Avis BD Glénat : Kundan – Tomes 1 à 3, Le temps du sang, Crépuscule indien et La nuit éternelle
Disponible depuis le 29 janvier 2025, « Kundan » est une bande-dessinée scénarisée par Luana Vergari et dessinée par Emmanuel Civiello, et prévue en 3 tomes (avec des sorties prévues pour les mois de mai et de novembre pour les suites). Le mythe du vampire hérité de Bram Stoker se mêle au folklore indien dans un récit qui pose d’emblée ses enjeux et son ambiance. C’est parti pour notre avis !
– Mise à jour de l’article avec notre avis sur le tome 2, disponible le 14 mai 2025 –
– Mise à jour de l’article avec notre avis sur le tome 3, disponible le 15 octobre 2025 –
Synopsis : Inde. Durant le grand massacre qui opposa les prêtresses de la déesse Durga aux vampires, les créatures sanguinaires furent éradiquées. Mais un enfant échappa à la mort promise… 1910. Dans une ruelle de Londres, le corps d’un jeune garçon est retrouvé sans vie, apparemment vidé de son sang. Lord Benedict, qui dirige la brigade de nuit, a rarement vu une scène aussi terrifiante. Au même moment, il s’apprête à accueillir un nouvel agent au sein de son unité, un certain Kundan. Ce dernier aurait été mandaté par un proche du commissaire, Sir Oliver, pour l’épauler dans les affaires courantes… Lord Benedict aura bien besoin de renfort puisqu’une seconde victime est rapidement découverte. Le mode opératoire de l’assassin est toujours aussi atroce et curieusement, à chaque nouveau cas, Kundan n’est jamais loin. Ces crimes sordides commencent à inquiéter la population et bientôt les plus folles rumeurs se propagent… Serait-ce un tueur en série, un démon ou une sorcière ? L’ouvrage est à découvrir sur le site de l’éditeur, à cette adresse.

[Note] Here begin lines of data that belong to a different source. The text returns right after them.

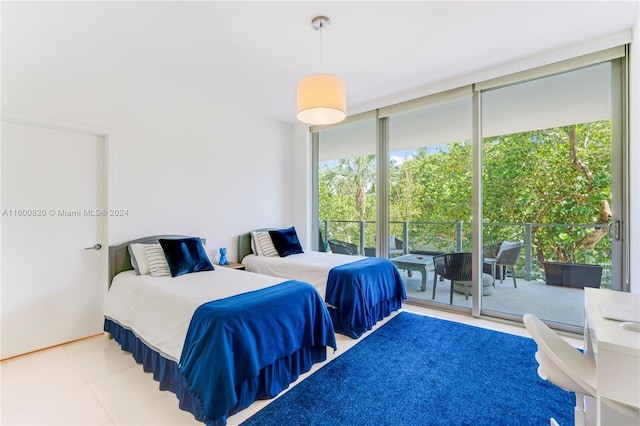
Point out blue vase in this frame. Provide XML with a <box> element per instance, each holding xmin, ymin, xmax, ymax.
<box><xmin>218</xmin><ymin>247</ymin><xmax>229</xmax><ymax>265</ymax></box>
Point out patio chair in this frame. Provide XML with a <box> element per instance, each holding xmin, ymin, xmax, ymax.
<box><xmin>484</xmin><ymin>241</ymin><xmax>522</xmax><ymax>288</ymax></box>
<box><xmin>522</xmin><ymin>314</ymin><xmax>640</xmax><ymax>426</ymax></box>
<box><xmin>328</xmin><ymin>240</ymin><xmax>358</xmax><ymax>256</ymax></box>
<box><xmin>431</xmin><ymin>253</ymin><xmax>471</xmax><ymax>305</ymax></box>
<box><xmin>389</xmin><ymin>235</ymin><xmax>404</xmax><ymax>257</ymax></box>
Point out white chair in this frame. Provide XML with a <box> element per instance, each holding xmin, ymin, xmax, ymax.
<box><xmin>523</xmin><ymin>314</ymin><xmax>638</xmax><ymax>426</ymax></box>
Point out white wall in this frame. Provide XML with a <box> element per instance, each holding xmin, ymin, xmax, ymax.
<box><xmin>628</xmin><ymin>13</ymin><xmax>640</xmax><ymax>293</ymax></box>
<box><xmin>2</xmin><ymin>37</ymin><xmax>295</xmax><ymax>260</ymax></box>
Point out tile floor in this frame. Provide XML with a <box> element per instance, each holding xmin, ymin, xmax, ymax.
<box><xmin>0</xmin><ymin>305</ymin><xmax>581</xmax><ymax>425</ymax></box>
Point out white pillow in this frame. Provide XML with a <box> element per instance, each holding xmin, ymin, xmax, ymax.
<box><xmin>251</xmin><ymin>231</ymin><xmax>279</xmax><ymax>257</ymax></box>
<box><xmin>129</xmin><ymin>243</ymin><xmax>160</xmax><ymax>275</ymax></box>
<box><xmin>144</xmin><ymin>244</ymin><xmax>171</xmax><ymax>277</ymax></box>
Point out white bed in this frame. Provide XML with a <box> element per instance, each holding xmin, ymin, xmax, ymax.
<box><xmin>241</xmin><ymin>251</ymin><xmax>366</xmax><ymax>297</ymax></box>
<box><xmin>104</xmin><ymin>236</ymin><xmax>336</xmax><ymax>426</ymax></box>
<box><xmin>104</xmin><ymin>267</ymin><xmax>304</xmax><ymax>362</ymax></box>
<box><xmin>238</xmin><ymin>227</ymin><xmax>407</xmax><ymax>339</ymax></box>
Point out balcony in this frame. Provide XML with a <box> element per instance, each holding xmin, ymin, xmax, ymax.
<box><xmin>320</xmin><ymin>220</ymin><xmax>611</xmax><ymax>328</ymax></box>
<box><xmin>320</xmin><ymin>220</ymin><xmax>611</xmax><ymax>288</ymax></box>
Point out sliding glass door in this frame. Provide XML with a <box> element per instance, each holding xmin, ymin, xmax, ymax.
<box><xmin>383</xmin><ymin>93</ymin><xmax>472</xmax><ymax>308</ymax></box>
<box><xmin>313</xmin><ymin>47</ymin><xmax>628</xmax><ymax>331</ymax></box>
<box><xmin>317</xmin><ymin>118</ymin><xmax>376</xmax><ymax>256</ymax></box>
<box><xmin>482</xmin><ymin>61</ymin><xmax>622</xmax><ymax>327</ymax></box>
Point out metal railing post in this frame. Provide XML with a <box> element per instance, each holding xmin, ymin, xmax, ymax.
<box><xmin>456</xmin><ymin>222</ymin><xmax>464</xmax><ymax>253</ymax></box>
<box><xmin>524</xmin><ymin>223</ymin><xmax>533</xmax><ymax>281</ymax></box>
<box><xmin>402</xmin><ymin>221</ymin><xmax>409</xmax><ymax>254</ymax></box>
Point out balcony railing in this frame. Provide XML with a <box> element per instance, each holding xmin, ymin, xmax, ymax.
<box><xmin>320</xmin><ymin>220</ymin><xmax>611</xmax><ymax>285</ymax></box>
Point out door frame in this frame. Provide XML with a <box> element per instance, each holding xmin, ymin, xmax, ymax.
<box><xmin>0</xmin><ymin>109</ymin><xmax>113</xmax><ymax>296</ymax></box>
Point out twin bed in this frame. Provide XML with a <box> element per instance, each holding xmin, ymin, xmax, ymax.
<box><xmin>104</xmin><ymin>234</ymin><xmax>406</xmax><ymax>425</ymax></box>
<box><xmin>238</xmin><ymin>227</ymin><xmax>407</xmax><ymax>339</ymax></box>
<box><xmin>104</xmin><ymin>236</ymin><xmax>337</xmax><ymax>425</ymax></box>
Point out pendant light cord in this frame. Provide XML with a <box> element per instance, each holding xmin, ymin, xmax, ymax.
<box><xmin>318</xmin><ymin>22</ymin><xmax>324</xmax><ymax>72</ymax></box>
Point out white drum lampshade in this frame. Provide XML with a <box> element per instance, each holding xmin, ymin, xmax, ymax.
<box><xmin>297</xmin><ymin>74</ymin><xmax>347</xmax><ymax>125</ymax></box>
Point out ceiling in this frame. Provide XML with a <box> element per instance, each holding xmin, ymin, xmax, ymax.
<box><xmin>1</xmin><ymin>1</ymin><xmax>639</xmax><ymax>123</ymax></box>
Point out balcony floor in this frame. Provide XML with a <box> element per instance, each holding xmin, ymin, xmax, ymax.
<box><xmin>400</xmin><ymin>270</ymin><xmax>584</xmax><ymax>327</ymax></box>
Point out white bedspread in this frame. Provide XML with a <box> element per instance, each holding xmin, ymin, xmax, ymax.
<box><xmin>242</xmin><ymin>251</ymin><xmax>366</xmax><ymax>298</ymax></box>
<box><xmin>105</xmin><ymin>266</ymin><xmax>292</xmax><ymax>362</ymax></box>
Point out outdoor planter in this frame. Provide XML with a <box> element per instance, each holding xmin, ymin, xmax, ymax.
<box><xmin>544</xmin><ymin>262</ymin><xmax>602</xmax><ymax>288</ymax></box>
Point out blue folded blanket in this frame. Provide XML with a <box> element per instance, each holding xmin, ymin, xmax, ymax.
<box><xmin>180</xmin><ymin>281</ymin><xmax>337</xmax><ymax>424</ymax></box>
<box><xmin>325</xmin><ymin>257</ymin><xmax>407</xmax><ymax>338</ymax></box>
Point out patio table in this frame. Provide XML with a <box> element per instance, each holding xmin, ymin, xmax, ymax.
<box><xmin>389</xmin><ymin>254</ymin><xmax>433</xmax><ymax>291</ymax></box>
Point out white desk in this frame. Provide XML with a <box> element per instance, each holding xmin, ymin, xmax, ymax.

Le mythe du vampire a déjà été abordé à de très nombreuses reprises, qu’on parle de cinéma, de manga, de jeu vidéo ou encore de bande-dessinée. Mais cette fois-ci, notre histoire propose quelque chose de différent, et intègre un folklore indien qu’on découvre dès les premières pages de l’album et un prologue particulièrement sanglant. Un massacre, ni plus ni moins, durant lequel les prêtresses de la déesse Durga exterminent les vampires. Mais un enfant parvient à s’échapper, et se fait adopter par un couple de nobles britanniques. Notre récit se poursuit à Londres, au début des années 1900, dans une ambiance à la Jack l’Eventreur particulièrement saisissante. Lord Benedict, chef de la brigade de nuit, enquête sur différents meurtres (qu’on attribue autant à un tueur en série qu’à un démon ou une sorcière), accompagné de Kundan, notre vampire assoiffé de vengeance. Ce premier tome reprend les codes de Bram Stoker à la perfection, avec une ambiance sombre et gothique, et intègre des éléments de thriller, des tensions politiques et bien sûr une bonne dose de fantastique.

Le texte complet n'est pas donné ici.